At my appointment today, 10 weeks, my doctor says I'm very healthy and everything looks perfect. He suggested that I not gain my usual 50-60 pounds(at which time I looked at Brett and laughed) and that I stay within the recommended 20-35 pounds. Um, right, I'll get right on that. Ha. I wish he could look into my brain and see just how much I wish that were possible. I wish I could exercise without vomiting every time.
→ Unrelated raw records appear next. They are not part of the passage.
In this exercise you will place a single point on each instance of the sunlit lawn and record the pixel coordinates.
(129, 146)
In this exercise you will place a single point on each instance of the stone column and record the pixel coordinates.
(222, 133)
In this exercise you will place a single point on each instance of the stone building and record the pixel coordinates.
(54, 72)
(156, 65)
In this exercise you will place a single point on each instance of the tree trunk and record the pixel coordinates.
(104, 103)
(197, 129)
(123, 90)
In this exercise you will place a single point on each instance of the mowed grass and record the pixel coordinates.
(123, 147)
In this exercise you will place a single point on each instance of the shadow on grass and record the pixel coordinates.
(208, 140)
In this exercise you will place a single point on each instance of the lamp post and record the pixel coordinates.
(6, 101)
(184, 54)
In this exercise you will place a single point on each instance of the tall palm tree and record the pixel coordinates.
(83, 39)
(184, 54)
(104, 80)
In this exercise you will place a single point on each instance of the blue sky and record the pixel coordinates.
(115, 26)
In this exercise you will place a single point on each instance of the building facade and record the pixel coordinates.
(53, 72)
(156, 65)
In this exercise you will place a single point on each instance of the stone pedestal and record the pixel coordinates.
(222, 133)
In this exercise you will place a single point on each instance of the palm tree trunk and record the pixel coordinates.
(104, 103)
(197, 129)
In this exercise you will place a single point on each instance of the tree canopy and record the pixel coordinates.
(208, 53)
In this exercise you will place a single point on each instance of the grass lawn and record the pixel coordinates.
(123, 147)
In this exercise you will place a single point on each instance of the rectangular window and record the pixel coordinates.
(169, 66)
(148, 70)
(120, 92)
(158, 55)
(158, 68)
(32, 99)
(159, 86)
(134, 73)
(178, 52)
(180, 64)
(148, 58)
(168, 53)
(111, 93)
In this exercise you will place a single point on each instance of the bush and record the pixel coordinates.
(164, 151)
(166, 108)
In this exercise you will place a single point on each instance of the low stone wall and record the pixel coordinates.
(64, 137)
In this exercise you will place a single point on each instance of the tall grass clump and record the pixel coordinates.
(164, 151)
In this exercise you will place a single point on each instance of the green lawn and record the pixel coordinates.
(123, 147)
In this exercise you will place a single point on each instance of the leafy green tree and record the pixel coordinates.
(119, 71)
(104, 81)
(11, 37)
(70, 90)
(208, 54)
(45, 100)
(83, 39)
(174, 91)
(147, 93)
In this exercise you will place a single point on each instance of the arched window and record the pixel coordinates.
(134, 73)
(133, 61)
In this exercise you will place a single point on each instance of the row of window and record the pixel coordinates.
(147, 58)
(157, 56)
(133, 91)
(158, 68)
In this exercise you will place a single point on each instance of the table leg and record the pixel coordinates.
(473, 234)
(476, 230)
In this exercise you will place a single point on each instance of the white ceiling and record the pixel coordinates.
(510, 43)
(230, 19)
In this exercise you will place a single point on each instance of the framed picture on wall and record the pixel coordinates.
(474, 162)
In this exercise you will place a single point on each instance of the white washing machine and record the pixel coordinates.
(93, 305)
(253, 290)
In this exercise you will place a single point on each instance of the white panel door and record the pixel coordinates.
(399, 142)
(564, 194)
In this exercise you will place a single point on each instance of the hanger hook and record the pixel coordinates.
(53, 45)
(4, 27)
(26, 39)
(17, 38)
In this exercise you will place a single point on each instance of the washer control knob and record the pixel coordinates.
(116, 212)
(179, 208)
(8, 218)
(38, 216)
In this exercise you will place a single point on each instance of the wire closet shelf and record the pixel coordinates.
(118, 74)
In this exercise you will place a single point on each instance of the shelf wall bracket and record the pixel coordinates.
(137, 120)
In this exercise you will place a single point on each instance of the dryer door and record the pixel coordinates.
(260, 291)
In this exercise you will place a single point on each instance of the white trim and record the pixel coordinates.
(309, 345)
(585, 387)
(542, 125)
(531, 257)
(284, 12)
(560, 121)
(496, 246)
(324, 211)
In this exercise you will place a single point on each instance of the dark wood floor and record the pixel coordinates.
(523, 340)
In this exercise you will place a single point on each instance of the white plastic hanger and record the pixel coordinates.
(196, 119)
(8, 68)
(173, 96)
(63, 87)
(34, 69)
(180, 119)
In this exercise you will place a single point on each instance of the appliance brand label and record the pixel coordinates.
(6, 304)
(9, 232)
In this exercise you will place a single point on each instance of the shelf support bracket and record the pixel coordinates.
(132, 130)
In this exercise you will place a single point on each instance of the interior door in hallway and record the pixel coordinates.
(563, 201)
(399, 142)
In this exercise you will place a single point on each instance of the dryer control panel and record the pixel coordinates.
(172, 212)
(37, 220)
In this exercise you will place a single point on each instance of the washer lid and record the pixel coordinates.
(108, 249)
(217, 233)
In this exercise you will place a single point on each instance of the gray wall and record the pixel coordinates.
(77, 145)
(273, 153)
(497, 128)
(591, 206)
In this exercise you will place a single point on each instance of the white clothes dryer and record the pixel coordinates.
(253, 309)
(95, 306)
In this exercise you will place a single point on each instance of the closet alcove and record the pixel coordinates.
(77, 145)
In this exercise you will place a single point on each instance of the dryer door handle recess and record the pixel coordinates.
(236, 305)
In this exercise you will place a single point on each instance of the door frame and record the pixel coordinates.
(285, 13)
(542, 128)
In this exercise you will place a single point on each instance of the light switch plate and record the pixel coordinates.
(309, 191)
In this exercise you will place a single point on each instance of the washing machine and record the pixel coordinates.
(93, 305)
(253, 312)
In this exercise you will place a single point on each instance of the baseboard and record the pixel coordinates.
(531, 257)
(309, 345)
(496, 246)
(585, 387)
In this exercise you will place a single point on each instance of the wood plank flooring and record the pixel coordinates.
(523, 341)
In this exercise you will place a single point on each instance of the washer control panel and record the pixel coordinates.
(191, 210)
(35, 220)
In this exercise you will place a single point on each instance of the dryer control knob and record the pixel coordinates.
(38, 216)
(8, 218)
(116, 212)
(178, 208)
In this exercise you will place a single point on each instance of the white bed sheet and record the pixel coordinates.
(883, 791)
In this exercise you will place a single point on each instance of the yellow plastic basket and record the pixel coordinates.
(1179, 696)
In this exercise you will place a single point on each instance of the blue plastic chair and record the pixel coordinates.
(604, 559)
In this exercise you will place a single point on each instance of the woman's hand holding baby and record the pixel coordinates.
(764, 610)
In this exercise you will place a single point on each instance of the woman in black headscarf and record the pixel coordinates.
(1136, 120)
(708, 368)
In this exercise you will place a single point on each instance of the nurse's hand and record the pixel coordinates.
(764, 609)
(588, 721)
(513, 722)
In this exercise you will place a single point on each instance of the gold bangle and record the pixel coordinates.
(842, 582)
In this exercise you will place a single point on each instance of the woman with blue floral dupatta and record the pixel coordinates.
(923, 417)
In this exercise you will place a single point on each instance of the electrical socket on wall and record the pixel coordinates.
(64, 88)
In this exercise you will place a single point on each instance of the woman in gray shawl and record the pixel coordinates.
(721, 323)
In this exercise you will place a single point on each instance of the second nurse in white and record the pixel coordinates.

I wish I didn't have to eat non-stop to prevent myself from getting violently ill. I wish I didn't look like I slipped into a fat suit by the time the baby gets here, but oh, well. Wishing doesn't accomplish much. And really lets be honest, I only weighed 120 pounds when I conceived this baby and I have only gained a couple of pounds so obviously I take care of it after my babies get here. Is it my fault that I have horrible pregnancies? No, I think not, and the doctor even said my weight was perfect, so what's the deal? End of rant, I promise. Just a bit touchy about the weight gain stuff.

As for the birth!!! Oh wow, I love my birth center. It's adjoining my doctors office and it's amazing! I get my choice of suite, complete with a nice big bed and a jacuzzi tub, nurses who have been trained by midwives, and a birthing tub as well! It has a kitchen and family area with a huge TV so siblings can chill out while the birth is going on. It's actually a part of the hospital so it's completely covered by my insurance AND it's even cheaper than going to the hospital since it's a natural birth alternative center. It's pretty much my ideal situation in which to give birth. It's a mile away from my house, maximum time to stay after giving birth(unless there are complications) is 8 hours, and I have my own person kitchen to keep whatever I want in for food. I've talked to the women who work there about my births and what I would like to happen and they have told me about how they are trained to help women deal with the pain and work through it. My births with Ethan and Lauren were very nice; however, Lily's birth was a nightmare. That stupid epidural I got made for the worst birth experience I've had and I will not do that again. Wait, I don't want to demonize epidurals, the little bit of stuff they were able to pump in me worked like magic so I couldn't feel the pain in my stomach and was pretty much ideal, but in my situation it just wasn't worth it. Five more minutes and she would have already been there and I could have skipped out on the nightmare it was getting it put in. I say if a woman is wanting some relief, an epidural isn't a bad way to go under a lot of circumstances.
Regardless, knowing I'm going to the birth center is getting me excited about this birth and I'm looking forward to the challenge, instead of dreading it, like I was with Lily. I made Brett tour it with me today!

Okay, I've written a book so I'll stop now.
Um, one more thing: am I a geek for already having the coming home outfit picked out for my new little boy?

PS: NO!!! It is not twins, and I have the ultrasound pictures to prove it. The doctor poked around in there for a while and made sure. I just require the double stroller because it would be impossible to go anywhere otherwise. With Ethan and Lauren just now well behaved enough to walk by us, and Lily absolutely needing to be strapped in at all times, I finally had no choice but to buy a double. And I already LOVE this stroller. I was afraid I would have to buy one of those $300 monsters, but then I saw this one for 90 bucks and it's small and light. I knew it would be perfect from first sight.